No upcoming implementations. See the syllabus for more information.
Learning outcomes of the course
The students know the concepts and methods of optimization and simulation. They are able to formulate a working-life problem as an optimization task or a simulation study and solve the problem using a computer.
EUR-ACE Knowledge and Understanding: Students must know and understand the mathematical principles, concepts and methods underlying logistics.
EUR-ACE Engineering Analysis: Students must have the ability to identify, formulate and solve engineering problems using mathematical methods.
TELNA: Students are able to use mathematics in a technical environment.
Linear and non-linear optimization, elements of graph theory, optimization in networks, simulation studies, elements of queuing theory, input and output data analysis.

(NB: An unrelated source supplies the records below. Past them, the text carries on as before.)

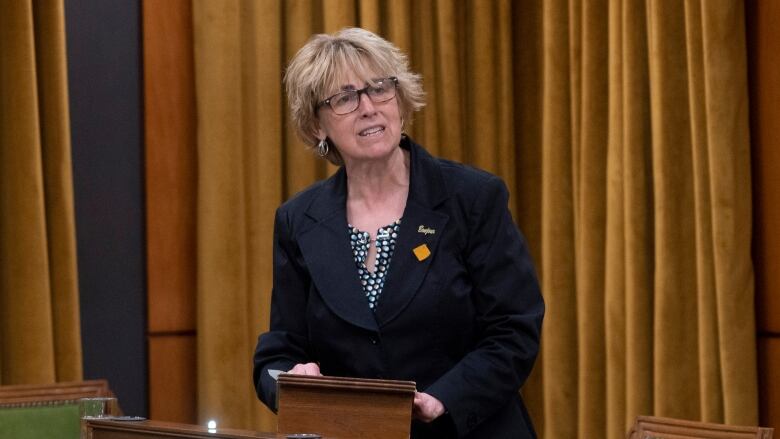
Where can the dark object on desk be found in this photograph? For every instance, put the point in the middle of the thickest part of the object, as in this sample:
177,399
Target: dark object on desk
345,407
663,428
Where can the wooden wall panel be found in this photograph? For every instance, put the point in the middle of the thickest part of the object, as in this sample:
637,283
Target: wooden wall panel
764,73
763,38
171,190
769,381
172,378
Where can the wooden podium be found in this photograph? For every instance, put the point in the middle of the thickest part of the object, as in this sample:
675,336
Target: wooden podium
345,408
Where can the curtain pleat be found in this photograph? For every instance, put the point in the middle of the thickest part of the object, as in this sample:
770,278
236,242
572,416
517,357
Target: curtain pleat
620,128
39,312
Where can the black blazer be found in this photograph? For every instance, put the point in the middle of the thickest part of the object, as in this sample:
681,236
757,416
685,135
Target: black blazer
464,323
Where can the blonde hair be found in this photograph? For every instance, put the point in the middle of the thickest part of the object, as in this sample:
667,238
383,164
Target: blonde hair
323,63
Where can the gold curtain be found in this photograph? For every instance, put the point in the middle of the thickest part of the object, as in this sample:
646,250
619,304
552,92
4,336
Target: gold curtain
621,128
40,338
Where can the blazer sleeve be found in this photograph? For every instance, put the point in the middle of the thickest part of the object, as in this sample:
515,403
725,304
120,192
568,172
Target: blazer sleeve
509,310
286,343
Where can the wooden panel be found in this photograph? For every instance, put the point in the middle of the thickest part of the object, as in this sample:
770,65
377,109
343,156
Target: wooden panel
769,381
173,378
97,429
763,36
345,407
170,125
37,394
668,428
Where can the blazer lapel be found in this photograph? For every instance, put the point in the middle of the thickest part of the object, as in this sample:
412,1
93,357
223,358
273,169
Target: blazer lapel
328,254
421,225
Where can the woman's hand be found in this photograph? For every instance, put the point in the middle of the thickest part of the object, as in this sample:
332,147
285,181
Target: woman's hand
306,369
426,407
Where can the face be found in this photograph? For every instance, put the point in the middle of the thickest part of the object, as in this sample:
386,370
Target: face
372,132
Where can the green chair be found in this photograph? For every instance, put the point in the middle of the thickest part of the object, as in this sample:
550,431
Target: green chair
45,411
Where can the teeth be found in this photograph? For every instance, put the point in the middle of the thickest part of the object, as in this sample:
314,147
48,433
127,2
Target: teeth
372,130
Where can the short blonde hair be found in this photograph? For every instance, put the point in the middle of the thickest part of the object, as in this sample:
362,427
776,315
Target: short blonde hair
323,63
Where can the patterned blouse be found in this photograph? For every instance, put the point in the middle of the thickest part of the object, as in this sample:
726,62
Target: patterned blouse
373,281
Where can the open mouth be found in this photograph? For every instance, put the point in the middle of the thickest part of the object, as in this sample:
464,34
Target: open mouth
372,131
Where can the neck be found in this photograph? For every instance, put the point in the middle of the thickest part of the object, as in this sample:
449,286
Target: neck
374,181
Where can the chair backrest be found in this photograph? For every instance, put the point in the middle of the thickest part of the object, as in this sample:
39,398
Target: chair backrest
652,427
45,411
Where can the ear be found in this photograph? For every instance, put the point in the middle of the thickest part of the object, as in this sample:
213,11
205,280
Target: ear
318,131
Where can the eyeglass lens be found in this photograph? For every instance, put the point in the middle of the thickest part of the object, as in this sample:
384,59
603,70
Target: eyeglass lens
348,101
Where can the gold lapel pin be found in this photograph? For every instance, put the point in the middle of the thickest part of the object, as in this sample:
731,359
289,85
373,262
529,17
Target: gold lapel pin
426,230
422,252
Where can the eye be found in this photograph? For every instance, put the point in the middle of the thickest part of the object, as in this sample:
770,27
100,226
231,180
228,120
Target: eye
343,98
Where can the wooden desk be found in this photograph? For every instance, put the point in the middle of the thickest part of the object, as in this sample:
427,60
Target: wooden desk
104,429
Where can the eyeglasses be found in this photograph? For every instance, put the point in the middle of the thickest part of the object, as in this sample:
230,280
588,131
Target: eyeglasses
348,101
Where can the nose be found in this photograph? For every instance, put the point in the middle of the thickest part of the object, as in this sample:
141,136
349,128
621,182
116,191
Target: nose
366,106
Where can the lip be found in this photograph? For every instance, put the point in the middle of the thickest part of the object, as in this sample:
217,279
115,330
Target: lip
373,130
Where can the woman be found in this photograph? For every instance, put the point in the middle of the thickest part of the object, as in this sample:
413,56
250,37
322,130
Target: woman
401,265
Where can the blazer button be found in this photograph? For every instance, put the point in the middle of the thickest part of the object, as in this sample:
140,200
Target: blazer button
471,421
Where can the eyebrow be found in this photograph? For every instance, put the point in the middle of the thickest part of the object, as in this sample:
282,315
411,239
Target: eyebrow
351,87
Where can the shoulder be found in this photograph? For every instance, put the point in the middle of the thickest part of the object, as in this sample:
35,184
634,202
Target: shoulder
462,181
467,180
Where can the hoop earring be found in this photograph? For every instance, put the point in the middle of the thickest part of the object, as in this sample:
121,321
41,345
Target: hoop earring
323,148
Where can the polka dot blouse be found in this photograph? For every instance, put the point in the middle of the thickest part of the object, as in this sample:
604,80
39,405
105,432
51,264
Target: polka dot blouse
373,282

The use of Excel, Mathcad and other computer programs for optimization and simulation.
Prerequisites and co-requisites
The students know probability distributions and can work with computer programs Excel and Mathcad
Assessment criteria - grade 1 and 2
Sufficient (1): Student has gained knowledge of course objectives but face challenges to utilize them in practice.

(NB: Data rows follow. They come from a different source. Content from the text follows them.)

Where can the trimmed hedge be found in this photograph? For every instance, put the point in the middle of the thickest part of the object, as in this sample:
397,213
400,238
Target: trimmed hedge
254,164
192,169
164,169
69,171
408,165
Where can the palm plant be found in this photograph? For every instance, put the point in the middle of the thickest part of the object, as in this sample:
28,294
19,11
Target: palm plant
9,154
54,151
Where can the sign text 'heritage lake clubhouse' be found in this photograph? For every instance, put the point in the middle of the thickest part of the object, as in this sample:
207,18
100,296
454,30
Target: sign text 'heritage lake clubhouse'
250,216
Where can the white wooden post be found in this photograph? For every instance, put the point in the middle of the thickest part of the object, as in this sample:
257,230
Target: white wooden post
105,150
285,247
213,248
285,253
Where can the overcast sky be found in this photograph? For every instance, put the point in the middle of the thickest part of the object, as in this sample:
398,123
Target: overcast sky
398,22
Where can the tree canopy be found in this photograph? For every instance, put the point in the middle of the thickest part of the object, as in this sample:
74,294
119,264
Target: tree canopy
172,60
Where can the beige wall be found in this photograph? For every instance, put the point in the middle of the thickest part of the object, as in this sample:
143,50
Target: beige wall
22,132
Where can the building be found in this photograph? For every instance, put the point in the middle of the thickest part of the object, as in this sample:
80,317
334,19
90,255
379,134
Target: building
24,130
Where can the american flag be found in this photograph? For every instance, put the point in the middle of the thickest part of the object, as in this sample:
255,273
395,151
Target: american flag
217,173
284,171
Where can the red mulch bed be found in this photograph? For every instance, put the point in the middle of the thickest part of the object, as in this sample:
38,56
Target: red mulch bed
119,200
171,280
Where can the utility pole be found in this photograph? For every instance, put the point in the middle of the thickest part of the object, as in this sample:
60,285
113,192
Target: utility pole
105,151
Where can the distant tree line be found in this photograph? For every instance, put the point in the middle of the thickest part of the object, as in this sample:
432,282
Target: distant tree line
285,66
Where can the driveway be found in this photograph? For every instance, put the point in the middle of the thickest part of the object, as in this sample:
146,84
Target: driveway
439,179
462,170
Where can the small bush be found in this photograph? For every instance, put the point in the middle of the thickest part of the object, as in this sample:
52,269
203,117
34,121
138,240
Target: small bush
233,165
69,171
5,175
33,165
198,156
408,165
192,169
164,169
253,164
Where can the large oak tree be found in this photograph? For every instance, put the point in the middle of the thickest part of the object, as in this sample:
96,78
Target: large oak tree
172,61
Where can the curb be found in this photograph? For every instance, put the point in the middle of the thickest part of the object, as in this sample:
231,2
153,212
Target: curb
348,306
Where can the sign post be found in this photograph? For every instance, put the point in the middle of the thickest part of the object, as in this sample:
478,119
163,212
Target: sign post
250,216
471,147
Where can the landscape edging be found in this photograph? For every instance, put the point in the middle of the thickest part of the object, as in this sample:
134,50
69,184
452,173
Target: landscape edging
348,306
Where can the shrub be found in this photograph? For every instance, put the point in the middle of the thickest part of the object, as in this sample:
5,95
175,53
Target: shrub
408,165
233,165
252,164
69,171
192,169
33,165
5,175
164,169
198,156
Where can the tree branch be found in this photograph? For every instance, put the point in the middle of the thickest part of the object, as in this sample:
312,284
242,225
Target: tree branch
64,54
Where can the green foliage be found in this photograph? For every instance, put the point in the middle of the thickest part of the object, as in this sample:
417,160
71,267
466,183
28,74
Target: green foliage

Satisfactory (2): Student has gained knowledge of course objectives and can utilize them partly in practice.
Assessment criteria - grade 3 and 4
Good (3): Student has gained understanding of course objectives and can utilize them in practice.
Very good (4): Student has attained very good level of course objectives and can apply them into practice.
Assessment criteria - grade 5
Excellent (5): Student has attained an excellent level of course objectives and can apply them into practice in innovative manner.